Matt, I found that there is some sort of threshold below which tannins were extracted into my brews. I had been using 2 brix as the cutoff for about a half dozen brews and kept finding a very mild tannic astringency in those beers. Moving the cutoff gravity to 3 brix solved that problem, but my problem was that I was too focused on kettle volume and the fact that I still had a bunch of water in the HLT.
I use RO water with alkalinity of nearly zero alkalinity and it would only take a drop or two of acid to drop its pH well below 6. I don't runoff for super long periods. I'm usually done with the runoff in about 45 minutes. That is similar to the time I was taking before this issue presented itself, but I did switch from my LHBS' crappy milling to milling my own grist with a MM-2.2 that is set at 0.035" gap. It is a very fine crush, but my pre-conditioning of the malt prior to the crush is leaving a large percentage of intact husk for filtering. My RIMS flow is still pretty good.
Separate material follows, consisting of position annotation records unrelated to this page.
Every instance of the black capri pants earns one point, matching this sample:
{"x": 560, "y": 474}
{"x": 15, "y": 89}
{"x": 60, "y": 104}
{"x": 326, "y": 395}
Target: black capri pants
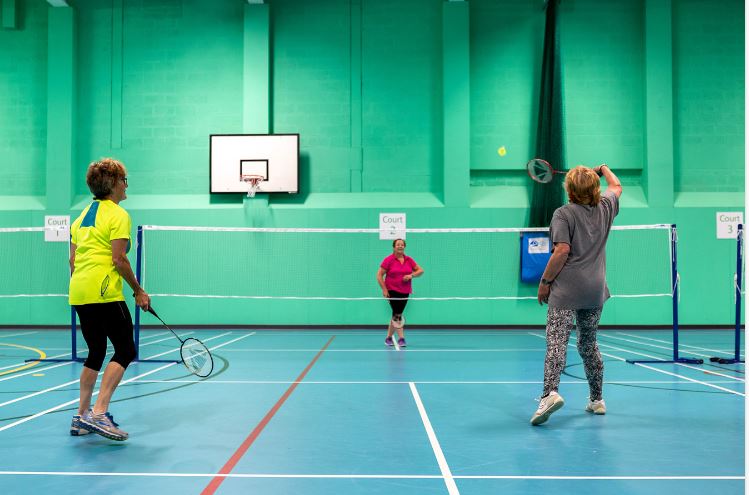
{"x": 103, "y": 321}
{"x": 399, "y": 305}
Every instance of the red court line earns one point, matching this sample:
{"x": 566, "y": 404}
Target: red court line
{"x": 234, "y": 459}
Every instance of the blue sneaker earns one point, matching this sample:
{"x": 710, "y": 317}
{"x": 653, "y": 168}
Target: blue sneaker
{"x": 102, "y": 424}
{"x": 75, "y": 426}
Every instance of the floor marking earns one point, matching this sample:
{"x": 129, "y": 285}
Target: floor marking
{"x": 372, "y": 476}
{"x": 411, "y": 349}
{"x": 707, "y": 384}
{"x": 234, "y": 459}
{"x": 730, "y": 353}
{"x": 25, "y": 366}
{"x": 452, "y": 488}
{"x": 74, "y": 401}
{"x": 731, "y": 377}
{"x": 22, "y": 334}
{"x": 427, "y": 382}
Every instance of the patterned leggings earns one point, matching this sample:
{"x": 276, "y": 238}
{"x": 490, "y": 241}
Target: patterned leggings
{"x": 559, "y": 323}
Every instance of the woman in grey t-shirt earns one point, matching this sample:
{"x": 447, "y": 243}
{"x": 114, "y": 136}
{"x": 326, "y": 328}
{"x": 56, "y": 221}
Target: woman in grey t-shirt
{"x": 574, "y": 282}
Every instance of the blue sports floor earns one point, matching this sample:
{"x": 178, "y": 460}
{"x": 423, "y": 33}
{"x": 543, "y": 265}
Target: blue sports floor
{"x": 335, "y": 412}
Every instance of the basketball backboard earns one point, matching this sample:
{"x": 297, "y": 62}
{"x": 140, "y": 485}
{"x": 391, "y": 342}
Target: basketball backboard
{"x": 273, "y": 156}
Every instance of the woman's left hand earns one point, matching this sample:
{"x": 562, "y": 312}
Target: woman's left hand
{"x": 543, "y": 293}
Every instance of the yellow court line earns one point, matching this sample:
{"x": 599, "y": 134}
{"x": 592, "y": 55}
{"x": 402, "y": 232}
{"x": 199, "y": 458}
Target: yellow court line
{"x": 41, "y": 353}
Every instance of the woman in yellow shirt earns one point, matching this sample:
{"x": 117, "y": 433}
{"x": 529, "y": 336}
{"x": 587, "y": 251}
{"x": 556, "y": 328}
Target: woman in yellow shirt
{"x": 100, "y": 240}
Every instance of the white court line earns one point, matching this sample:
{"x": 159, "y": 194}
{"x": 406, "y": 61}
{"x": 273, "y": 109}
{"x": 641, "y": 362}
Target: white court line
{"x": 730, "y": 353}
{"x": 22, "y": 334}
{"x": 707, "y": 384}
{"x": 271, "y": 349}
{"x": 452, "y": 488}
{"x": 685, "y": 365}
{"x": 370, "y": 476}
{"x": 15, "y": 365}
{"x": 60, "y": 406}
{"x": 68, "y": 363}
{"x": 312, "y": 382}
{"x": 73, "y": 382}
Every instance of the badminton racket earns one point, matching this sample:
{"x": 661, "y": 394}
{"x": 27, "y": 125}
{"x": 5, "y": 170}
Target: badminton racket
{"x": 195, "y": 355}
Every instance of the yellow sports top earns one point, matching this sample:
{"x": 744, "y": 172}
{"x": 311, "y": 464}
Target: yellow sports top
{"x": 95, "y": 278}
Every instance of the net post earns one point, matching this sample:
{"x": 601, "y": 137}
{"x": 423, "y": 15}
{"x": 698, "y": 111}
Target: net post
{"x": 674, "y": 309}
{"x": 675, "y": 294}
{"x": 138, "y": 270}
{"x": 73, "y": 331}
{"x": 739, "y": 284}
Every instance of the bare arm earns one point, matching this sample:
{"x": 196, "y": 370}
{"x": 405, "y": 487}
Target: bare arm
{"x": 553, "y": 267}
{"x": 381, "y": 281}
{"x": 122, "y": 264}
{"x": 73, "y": 247}
{"x": 418, "y": 272}
{"x": 612, "y": 180}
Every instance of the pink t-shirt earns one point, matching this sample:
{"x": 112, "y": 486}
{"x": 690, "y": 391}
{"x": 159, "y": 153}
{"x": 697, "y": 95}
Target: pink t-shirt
{"x": 395, "y": 271}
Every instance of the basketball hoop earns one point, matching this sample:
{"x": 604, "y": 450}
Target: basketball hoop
{"x": 253, "y": 182}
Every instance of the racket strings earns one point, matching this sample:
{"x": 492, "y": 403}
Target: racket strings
{"x": 196, "y": 357}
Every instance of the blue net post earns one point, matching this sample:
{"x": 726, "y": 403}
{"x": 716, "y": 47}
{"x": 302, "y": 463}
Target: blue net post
{"x": 675, "y": 294}
{"x": 674, "y": 310}
{"x": 737, "y": 295}
{"x": 138, "y": 275}
{"x": 138, "y": 268}
{"x": 74, "y": 334}
{"x": 739, "y": 285}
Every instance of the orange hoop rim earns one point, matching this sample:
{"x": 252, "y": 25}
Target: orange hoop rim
{"x": 251, "y": 178}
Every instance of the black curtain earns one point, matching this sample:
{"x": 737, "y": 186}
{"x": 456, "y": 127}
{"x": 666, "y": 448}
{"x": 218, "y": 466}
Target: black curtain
{"x": 550, "y": 133}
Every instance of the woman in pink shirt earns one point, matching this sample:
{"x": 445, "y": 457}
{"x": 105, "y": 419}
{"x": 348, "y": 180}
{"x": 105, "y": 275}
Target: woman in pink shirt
{"x": 398, "y": 270}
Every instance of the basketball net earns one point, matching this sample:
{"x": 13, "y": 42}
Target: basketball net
{"x": 253, "y": 183}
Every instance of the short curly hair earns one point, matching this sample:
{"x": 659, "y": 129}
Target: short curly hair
{"x": 102, "y": 175}
{"x": 583, "y": 186}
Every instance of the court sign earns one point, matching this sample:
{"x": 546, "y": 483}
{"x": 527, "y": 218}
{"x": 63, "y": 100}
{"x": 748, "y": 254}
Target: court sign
{"x": 392, "y": 226}
{"x": 727, "y": 223}
{"x": 57, "y": 228}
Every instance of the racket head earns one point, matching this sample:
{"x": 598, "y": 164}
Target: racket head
{"x": 196, "y": 357}
{"x": 540, "y": 170}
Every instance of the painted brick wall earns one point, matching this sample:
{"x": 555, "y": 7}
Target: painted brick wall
{"x": 708, "y": 95}
{"x": 23, "y": 102}
{"x": 311, "y": 85}
{"x": 402, "y": 95}
{"x": 506, "y": 45}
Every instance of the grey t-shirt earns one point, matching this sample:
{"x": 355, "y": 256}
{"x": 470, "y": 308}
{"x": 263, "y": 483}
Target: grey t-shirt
{"x": 582, "y": 282}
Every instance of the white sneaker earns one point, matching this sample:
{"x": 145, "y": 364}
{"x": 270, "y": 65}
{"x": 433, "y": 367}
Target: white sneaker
{"x": 549, "y": 404}
{"x": 596, "y": 406}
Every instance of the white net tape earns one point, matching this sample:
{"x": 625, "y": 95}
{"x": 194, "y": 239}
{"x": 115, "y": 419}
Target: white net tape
{"x": 288, "y": 263}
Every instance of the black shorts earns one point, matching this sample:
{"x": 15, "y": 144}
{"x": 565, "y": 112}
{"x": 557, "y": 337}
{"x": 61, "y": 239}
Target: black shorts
{"x": 398, "y": 306}
{"x": 103, "y": 321}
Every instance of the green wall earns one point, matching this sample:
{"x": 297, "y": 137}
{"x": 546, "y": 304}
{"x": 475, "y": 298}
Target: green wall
{"x": 400, "y": 105}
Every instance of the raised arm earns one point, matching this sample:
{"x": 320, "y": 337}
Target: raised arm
{"x": 553, "y": 267}
{"x": 122, "y": 264}
{"x": 381, "y": 282}
{"x": 612, "y": 181}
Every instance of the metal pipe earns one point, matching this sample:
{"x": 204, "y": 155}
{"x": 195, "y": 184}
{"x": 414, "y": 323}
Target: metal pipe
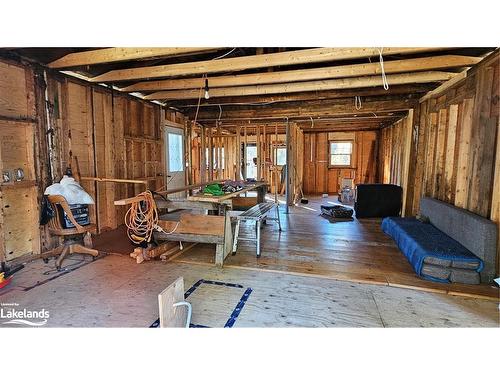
{"x": 287, "y": 191}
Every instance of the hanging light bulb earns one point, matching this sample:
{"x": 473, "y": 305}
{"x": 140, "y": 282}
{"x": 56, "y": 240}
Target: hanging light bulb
{"x": 207, "y": 95}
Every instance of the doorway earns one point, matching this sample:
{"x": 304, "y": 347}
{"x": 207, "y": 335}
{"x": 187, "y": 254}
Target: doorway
{"x": 174, "y": 159}
{"x": 250, "y": 163}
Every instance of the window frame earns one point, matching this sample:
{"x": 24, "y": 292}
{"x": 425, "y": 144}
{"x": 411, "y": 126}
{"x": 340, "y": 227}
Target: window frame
{"x": 275, "y": 153}
{"x": 330, "y": 165}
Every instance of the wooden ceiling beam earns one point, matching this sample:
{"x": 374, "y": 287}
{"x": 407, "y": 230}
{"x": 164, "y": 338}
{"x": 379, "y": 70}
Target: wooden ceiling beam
{"x": 306, "y": 56}
{"x": 332, "y": 84}
{"x": 324, "y": 108}
{"x": 109, "y": 55}
{"x": 356, "y": 70}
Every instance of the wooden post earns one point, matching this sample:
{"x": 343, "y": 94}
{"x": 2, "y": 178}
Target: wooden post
{"x": 245, "y": 174}
{"x": 287, "y": 191}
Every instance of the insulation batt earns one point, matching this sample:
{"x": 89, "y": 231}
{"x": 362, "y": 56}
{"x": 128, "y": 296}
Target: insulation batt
{"x": 70, "y": 190}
The fact that 90% of my sugars do make it into the kettle is encouraging. It's just that I had not run into an inability to run the entire calculated sparging volume through the grist before. I had less volume of wort, but at higher gravity. Now I will conduct operations more like Black Sands and monitor the runoff gravity more closely and just end runoff as the refractometer indicates and add any remaining water in the HLT directly to the kettle to meet my pre-boil volume goal. That should avoid the potential for tannin extraction.
Thanks for the guidance on this issue. I figured that this was a solution, but I'd never heard of anyone doing it that way.